Am Morgen habe er aus dem Fenster gebrüllt und den 31-jährigen Nachbarn und Dawid B. (26) aufgefordert, Ruhe zu geben, „in nicht so hübscher Sprache“, aber er sei entnervt gewesen, nach der Nacht. Und ohnehin, nach zwei Schlaganfällen und einer Tumorerkrankung. Als der Lärm anhielt, sei er mit einem Baseballschläger nach unten gegangen, um „Eindruck zu schinden“.
Doch dann überschlugen sich die Ereignisse. Einer der beiden Männer soll T. von hinten gepackt haben, nachdem er das Haus verlassen hatte. Er soll ihn in den Schwitzkasten genommen und ihm die Luft abgedrückt haben. Der andere schnappte sich laut Staatsanwaltschaft den Baseballschläger und hieb damit auf den 46-Jährigen ein. Immer wieder sollen beide Männer mit dem Schläger und mit Fäusten auf Manuel T. eingeschlagen haben. Während er am Boden lag, mit Knochenbrüchen im Gesicht, Schürfwunden und Prellungen am ganzen Körper. Verängstigt. „Sie sagten: Wir bringen dich jetzt um“, erinnert sich Manuel T, „Und ich dachte, ich bin gleich tot.“
3,46 Promille
Die Staatsanwaltschaft wird Stefan L. und Dawid B. versuchten Totschlag und gefährliche Körperverletzung vor. Nach der Auswertung ihrer Blutwerte geht sie allerdings von einer verminderten Schuldfähigkeit aus. Denn: Die Blutalkoholkonzentration lag bei Dawid B. bei 2,09 Promille, bei Stefan L. bei 3,46 Promille, so Staatsanwältin Katharina Kliehm.
Ab einem Wert von 3 Promille tritt Suchtexperten zufolge eine starke Sedierung ein, Bewusstlosigkeit bis hin zu Koma. Ab 3,5 Promille bestehe die Gefahr einer Lähmung des Atemzentrums und somit Lebensgefahr, heißt es in einer Übersicht der Bundeszentrale für gesundheitliche Aufklärung.
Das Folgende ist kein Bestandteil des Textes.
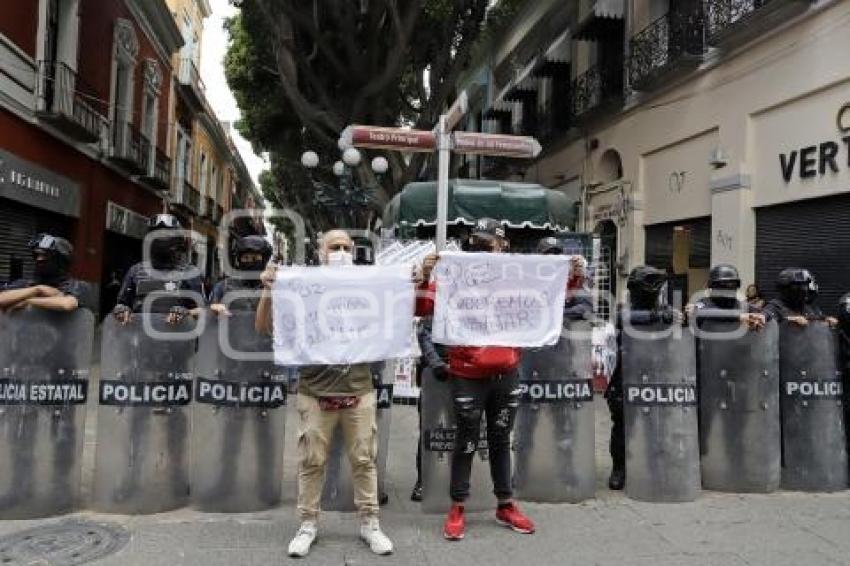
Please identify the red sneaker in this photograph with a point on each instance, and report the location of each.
(455, 523)
(511, 516)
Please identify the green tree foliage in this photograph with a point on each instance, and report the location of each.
(302, 70)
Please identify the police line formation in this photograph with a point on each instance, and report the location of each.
(179, 422)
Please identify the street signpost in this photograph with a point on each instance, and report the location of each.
(445, 142)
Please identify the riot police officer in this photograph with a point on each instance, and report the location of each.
(168, 257)
(798, 292)
(722, 302)
(168, 279)
(250, 255)
(645, 284)
(51, 288)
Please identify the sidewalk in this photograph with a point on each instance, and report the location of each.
(729, 530)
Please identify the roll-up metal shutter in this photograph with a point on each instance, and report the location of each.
(17, 227)
(813, 234)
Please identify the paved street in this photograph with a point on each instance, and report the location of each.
(775, 530)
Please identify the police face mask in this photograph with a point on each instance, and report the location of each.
(251, 262)
(47, 268)
(339, 256)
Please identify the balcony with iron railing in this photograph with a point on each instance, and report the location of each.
(190, 85)
(729, 23)
(597, 89)
(64, 101)
(185, 195)
(129, 148)
(671, 46)
(158, 174)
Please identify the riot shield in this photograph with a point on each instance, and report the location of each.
(45, 359)
(238, 418)
(142, 456)
(814, 456)
(739, 408)
(338, 490)
(660, 411)
(437, 434)
(554, 432)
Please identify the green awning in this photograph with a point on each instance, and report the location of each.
(517, 205)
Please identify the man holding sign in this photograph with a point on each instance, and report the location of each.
(321, 319)
(485, 311)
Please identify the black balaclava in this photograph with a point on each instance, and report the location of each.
(795, 287)
(54, 259)
(645, 284)
(724, 282)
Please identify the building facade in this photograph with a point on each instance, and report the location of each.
(104, 122)
(84, 100)
(696, 133)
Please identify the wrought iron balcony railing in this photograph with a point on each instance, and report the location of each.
(671, 44)
(729, 20)
(159, 172)
(596, 86)
(130, 147)
(67, 103)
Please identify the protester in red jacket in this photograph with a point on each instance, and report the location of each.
(484, 381)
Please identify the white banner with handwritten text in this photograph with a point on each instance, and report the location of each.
(342, 315)
(486, 299)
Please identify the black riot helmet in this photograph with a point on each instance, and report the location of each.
(724, 276)
(645, 284)
(251, 246)
(724, 282)
(166, 249)
(550, 246)
(487, 235)
(796, 287)
(52, 256)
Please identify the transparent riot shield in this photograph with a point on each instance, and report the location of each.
(814, 456)
(437, 437)
(142, 456)
(238, 418)
(45, 359)
(660, 411)
(554, 432)
(338, 490)
(739, 408)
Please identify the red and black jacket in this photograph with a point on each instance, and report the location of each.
(470, 362)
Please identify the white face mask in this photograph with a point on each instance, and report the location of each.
(340, 257)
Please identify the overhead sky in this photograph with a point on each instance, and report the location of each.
(213, 48)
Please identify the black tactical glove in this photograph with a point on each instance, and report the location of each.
(179, 313)
(440, 373)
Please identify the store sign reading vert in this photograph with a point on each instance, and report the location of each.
(31, 184)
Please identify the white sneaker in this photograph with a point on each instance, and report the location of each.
(300, 545)
(370, 532)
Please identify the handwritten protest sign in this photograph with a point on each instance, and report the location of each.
(488, 299)
(342, 315)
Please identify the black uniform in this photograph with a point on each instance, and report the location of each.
(51, 270)
(644, 286)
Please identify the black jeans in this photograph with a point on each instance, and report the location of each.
(497, 398)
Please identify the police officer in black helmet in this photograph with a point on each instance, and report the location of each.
(798, 292)
(645, 285)
(163, 272)
(722, 301)
(50, 288)
(250, 253)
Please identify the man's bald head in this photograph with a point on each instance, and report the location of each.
(335, 240)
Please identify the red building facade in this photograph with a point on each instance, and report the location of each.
(85, 112)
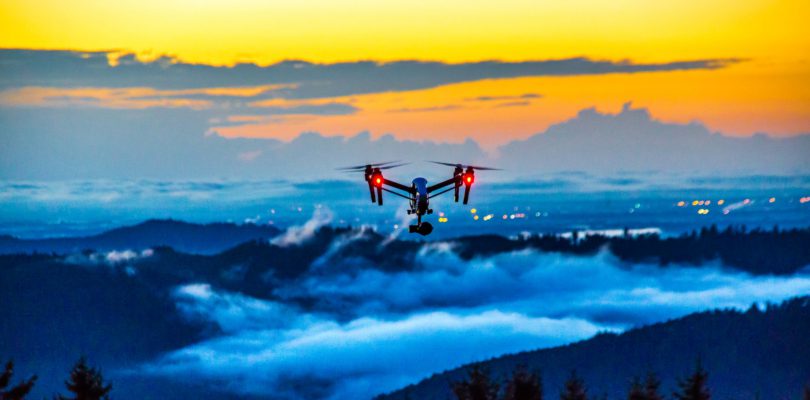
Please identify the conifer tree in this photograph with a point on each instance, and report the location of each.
(694, 387)
(15, 392)
(574, 389)
(524, 386)
(478, 386)
(86, 383)
(636, 390)
(651, 386)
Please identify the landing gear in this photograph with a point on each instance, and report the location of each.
(422, 228)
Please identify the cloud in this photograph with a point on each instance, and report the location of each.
(171, 144)
(520, 281)
(501, 98)
(20, 68)
(427, 109)
(298, 234)
(350, 330)
(513, 104)
(318, 358)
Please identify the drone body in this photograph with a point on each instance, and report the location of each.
(419, 192)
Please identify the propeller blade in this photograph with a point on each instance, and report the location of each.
(394, 166)
(484, 168)
(447, 164)
(467, 166)
(362, 167)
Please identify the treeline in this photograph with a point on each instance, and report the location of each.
(526, 385)
(84, 383)
(759, 251)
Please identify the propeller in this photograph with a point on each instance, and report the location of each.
(466, 166)
(375, 165)
(381, 166)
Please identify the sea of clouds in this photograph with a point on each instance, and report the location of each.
(348, 330)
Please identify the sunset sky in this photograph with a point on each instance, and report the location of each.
(756, 76)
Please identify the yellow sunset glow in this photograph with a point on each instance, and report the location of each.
(767, 92)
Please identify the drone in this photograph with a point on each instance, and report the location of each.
(419, 192)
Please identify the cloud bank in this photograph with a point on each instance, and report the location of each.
(114, 144)
(350, 330)
(301, 79)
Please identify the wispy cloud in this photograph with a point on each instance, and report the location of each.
(350, 330)
(526, 96)
(21, 68)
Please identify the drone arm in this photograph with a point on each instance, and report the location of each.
(397, 194)
(443, 184)
(441, 193)
(396, 185)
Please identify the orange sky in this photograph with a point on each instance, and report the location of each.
(768, 93)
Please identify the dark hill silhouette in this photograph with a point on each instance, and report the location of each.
(753, 354)
(182, 236)
(758, 251)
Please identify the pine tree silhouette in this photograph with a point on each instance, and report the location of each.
(15, 392)
(524, 386)
(574, 389)
(694, 387)
(636, 390)
(651, 385)
(478, 386)
(86, 383)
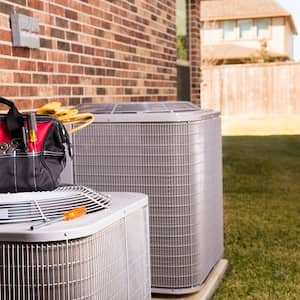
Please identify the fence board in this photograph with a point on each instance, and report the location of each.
(252, 89)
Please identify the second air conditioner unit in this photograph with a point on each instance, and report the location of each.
(103, 255)
(172, 152)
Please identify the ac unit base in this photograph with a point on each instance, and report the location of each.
(202, 292)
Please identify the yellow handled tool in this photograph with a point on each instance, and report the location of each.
(68, 216)
(68, 116)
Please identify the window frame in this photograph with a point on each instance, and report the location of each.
(269, 28)
(252, 36)
(234, 30)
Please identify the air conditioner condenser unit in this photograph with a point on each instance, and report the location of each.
(171, 151)
(102, 255)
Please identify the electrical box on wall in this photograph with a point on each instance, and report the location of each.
(25, 31)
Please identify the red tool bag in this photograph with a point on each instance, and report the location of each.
(32, 151)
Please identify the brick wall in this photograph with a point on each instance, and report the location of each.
(91, 51)
(195, 51)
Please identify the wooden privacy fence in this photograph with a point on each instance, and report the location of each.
(252, 89)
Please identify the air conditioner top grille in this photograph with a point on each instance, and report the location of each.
(146, 111)
(33, 206)
(121, 205)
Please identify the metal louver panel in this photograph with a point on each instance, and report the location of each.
(179, 166)
(112, 264)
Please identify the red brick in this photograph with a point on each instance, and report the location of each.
(35, 4)
(21, 52)
(5, 35)
(64, 91)
(45, 67)
(26, 91)
(6, 63)
(89, 45)
(22, 78)
(5, 50)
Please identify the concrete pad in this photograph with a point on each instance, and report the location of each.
(208, 288)
(261, 125)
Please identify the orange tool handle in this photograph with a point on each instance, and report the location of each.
(74, 213)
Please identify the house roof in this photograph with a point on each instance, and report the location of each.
(229, 51)
(217, 10)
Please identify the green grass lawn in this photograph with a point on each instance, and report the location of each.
(262, 218)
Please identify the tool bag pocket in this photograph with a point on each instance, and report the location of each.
(30, 166)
„Die waren auf Alkohol und Drogen“, sagt Manuel T., „wenn man die ganze Nacht getrunken hat, ist man am nächsten Morgen nicht so drauf“. Auch ein Nachbar, der das Geschehen beobachtet hat, sagt: „Die hatten etwas genommen, das habe ich an den Augen gesehen, an der Art, wie sie sich verhalten haben.“ Beide Männer seien „hochaggressiv“ gewesen und auch auf ihn losgegangen, als er die Situation schlichten wollte, berichtet der Nachbar, der über einen Zaun flüchtete, um Hilfe zu holen. „Die waren wie Bud Spencer und Terence Hill.“
Kaum Äußerungen zu den Vorwürfen
Als einer der beiden Männer zum finalen Schlag ausholte, sei er mit einem anderen Anwohner zurückgekommen, erinnert sich der Zeuge. Sein Begleiter sei ein „Alt-Schönauer“, der wisse, „wie man mit solchen Leuten umgeht“. Er sei dazwischen gegangen und habe sich schützend vor Manuel T. gestellt. Wer genau zu diesem Zeitpunkt den Baseballschläger in der Hand hielt, weiß der Zeuge heute nicht mehr.
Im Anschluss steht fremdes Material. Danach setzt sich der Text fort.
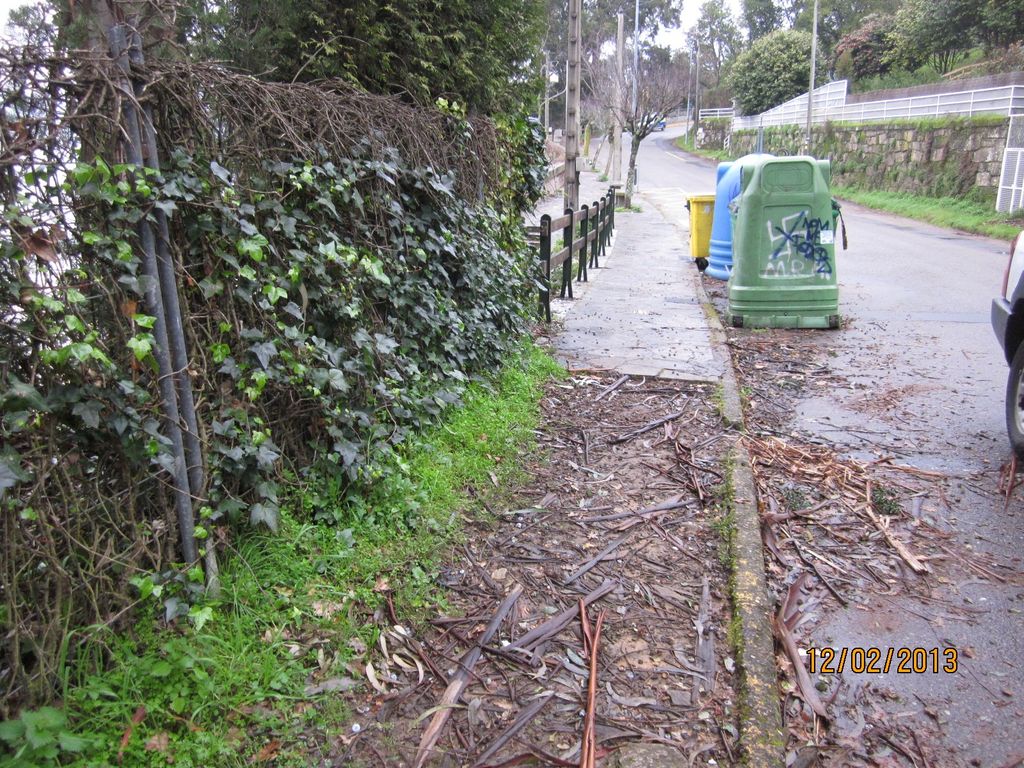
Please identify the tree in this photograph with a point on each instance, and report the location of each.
(836, 18)
(1001, 22)
(478, 53)
(862, 53)
(716, 40)
(761, 17)
(940, 32)
(775, 69)
(660, 88)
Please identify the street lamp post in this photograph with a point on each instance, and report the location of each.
(636, 57)
(551, 78)
(810, 92)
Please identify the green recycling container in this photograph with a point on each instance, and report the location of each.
(783, 246)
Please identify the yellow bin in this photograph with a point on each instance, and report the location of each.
(701, 208)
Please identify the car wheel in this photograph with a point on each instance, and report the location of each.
(1015, 402)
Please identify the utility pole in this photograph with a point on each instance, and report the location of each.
(689, 90)
(572, 108)
(547, 90)
(616, 131)
(636, 58)
(810, 93)
(696, 95)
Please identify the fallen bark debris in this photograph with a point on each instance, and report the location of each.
(525, 715)
(460, 679)
(666, 506)
(595, 560)
(611, 388)
(553, 626)
(788, 608)
(646, 427)
(592, 640)
(916, 565)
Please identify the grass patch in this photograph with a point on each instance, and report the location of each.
(686, 143)
(724, 524)
(968, 215)
(224, 685)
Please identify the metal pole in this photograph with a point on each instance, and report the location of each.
(810, 92)
(616, 135)
(572, 109)
(547, 92)
(175, 327)
(154, 299)
(689, 84)
(636, 58)
(696, 95)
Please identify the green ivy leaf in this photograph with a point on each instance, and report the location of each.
(140, 345)
(264, 514)
(200, 616)
(88, 412)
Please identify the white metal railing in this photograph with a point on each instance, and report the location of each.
(829, 103)
(719, 112)
(1010, 196)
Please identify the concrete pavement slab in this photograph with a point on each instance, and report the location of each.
(641, 307)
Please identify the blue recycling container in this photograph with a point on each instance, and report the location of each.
(726, 189)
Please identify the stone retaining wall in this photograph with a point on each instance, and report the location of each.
(945, 158)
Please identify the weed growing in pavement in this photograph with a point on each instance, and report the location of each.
(718, 400)
(724, 524)
(227, 687)
(886, 502)
(794, 498)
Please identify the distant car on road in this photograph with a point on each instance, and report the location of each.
(1008, 323)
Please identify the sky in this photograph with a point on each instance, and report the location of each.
(672, 38)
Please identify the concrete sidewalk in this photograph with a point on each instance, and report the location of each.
(644, 312)
(641, 312)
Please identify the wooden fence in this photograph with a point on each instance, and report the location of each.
(585, 233)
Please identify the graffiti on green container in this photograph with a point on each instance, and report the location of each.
(798, 244)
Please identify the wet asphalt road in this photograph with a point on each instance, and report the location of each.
(916, 338)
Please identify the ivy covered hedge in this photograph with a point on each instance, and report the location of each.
(334, 302)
Die beiden Angeklagten äußern sich kaum zu den Vorwürfen. Stattdessen berichtet B. von zerrütteten Familienverhältnissen, vom Vater, der Alkoholiker gewesen sei und der Mutter, die immer wieder Zuflucht in Frauenhäusern gesucht habe. Von Drogen. Cannabis, Alkohol, Amphetaminen, Kokain und von falschen Freunden.
Begegnung am Folgetag
Stefan L.s Bericht klingt ähnlich. Er spricht über Höhen und Tiefen seines Leben, eine ADHS-Erkrankung, Joints und den obligatorischen Rotwein am Abend zum Einschlafen. Darüber, wie aus ein, zwei Gläsern ein, zwei Flaschen wurden. Und über andere Drogen: Pilze, Ecstasy, LSD. Abgebrochene Ausbildungen, persönliche Tragödien.
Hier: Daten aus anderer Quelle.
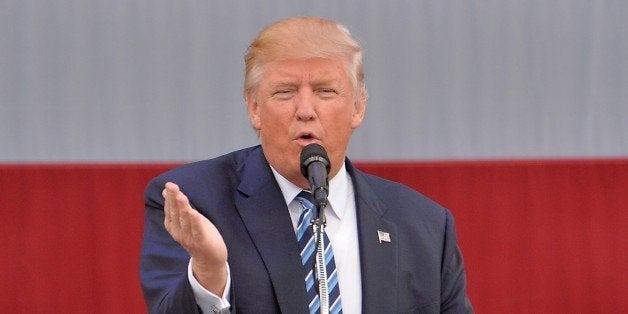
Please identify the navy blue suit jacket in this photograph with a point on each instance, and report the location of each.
(419, 271)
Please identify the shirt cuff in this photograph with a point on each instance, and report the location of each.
(207, 301)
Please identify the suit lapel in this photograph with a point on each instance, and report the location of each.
(266, 217)
(378, 260)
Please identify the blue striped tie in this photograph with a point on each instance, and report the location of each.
(307, 244)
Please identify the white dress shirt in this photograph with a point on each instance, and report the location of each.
(341, 229)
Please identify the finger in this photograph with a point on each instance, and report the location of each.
(171, 207)
(185, 209)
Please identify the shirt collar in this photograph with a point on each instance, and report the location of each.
(338, 190)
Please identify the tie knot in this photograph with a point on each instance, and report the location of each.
(306, 199)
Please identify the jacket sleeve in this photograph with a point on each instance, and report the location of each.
(453, 278)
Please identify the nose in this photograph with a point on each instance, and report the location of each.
(305, 106)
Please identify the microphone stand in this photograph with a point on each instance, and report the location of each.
(318, 227)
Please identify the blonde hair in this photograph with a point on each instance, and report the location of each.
(303, 37)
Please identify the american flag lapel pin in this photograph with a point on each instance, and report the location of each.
(383, 236)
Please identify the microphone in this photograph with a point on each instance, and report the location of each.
(315, 168)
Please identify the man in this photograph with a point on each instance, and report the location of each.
(220, 234)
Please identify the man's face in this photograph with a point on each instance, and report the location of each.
(303, 101)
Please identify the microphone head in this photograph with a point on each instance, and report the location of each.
(311, 153)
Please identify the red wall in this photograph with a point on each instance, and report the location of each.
(537, 236)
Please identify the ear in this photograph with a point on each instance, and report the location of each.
(253, 111)
(360, 110)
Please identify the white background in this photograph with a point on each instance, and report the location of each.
(162, 80)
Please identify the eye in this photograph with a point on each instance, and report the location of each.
(326, 92)
(283, 94)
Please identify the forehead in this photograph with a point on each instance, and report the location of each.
(309, 69)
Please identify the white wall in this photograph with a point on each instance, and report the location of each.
(161, 80)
„Was am 18. August passiert ist, weiß ich nicht genau, ich war sehr betrunken“, sagt Stefan L. dann. Für das, was er getan habe, wolle er sich aber entschuldigen. Auch B. entschuldigt sich vor Gericht, während Manuel T. den Saal verlässt, abwinkt, von einer Entschuldigung nichts wissen will. Zu schmerzhaft sind die Erinnerungen an den 18. August. Und den Tag danach, als L. und B. ihm auf der Straße begegnet sein sollen - „grinsend“.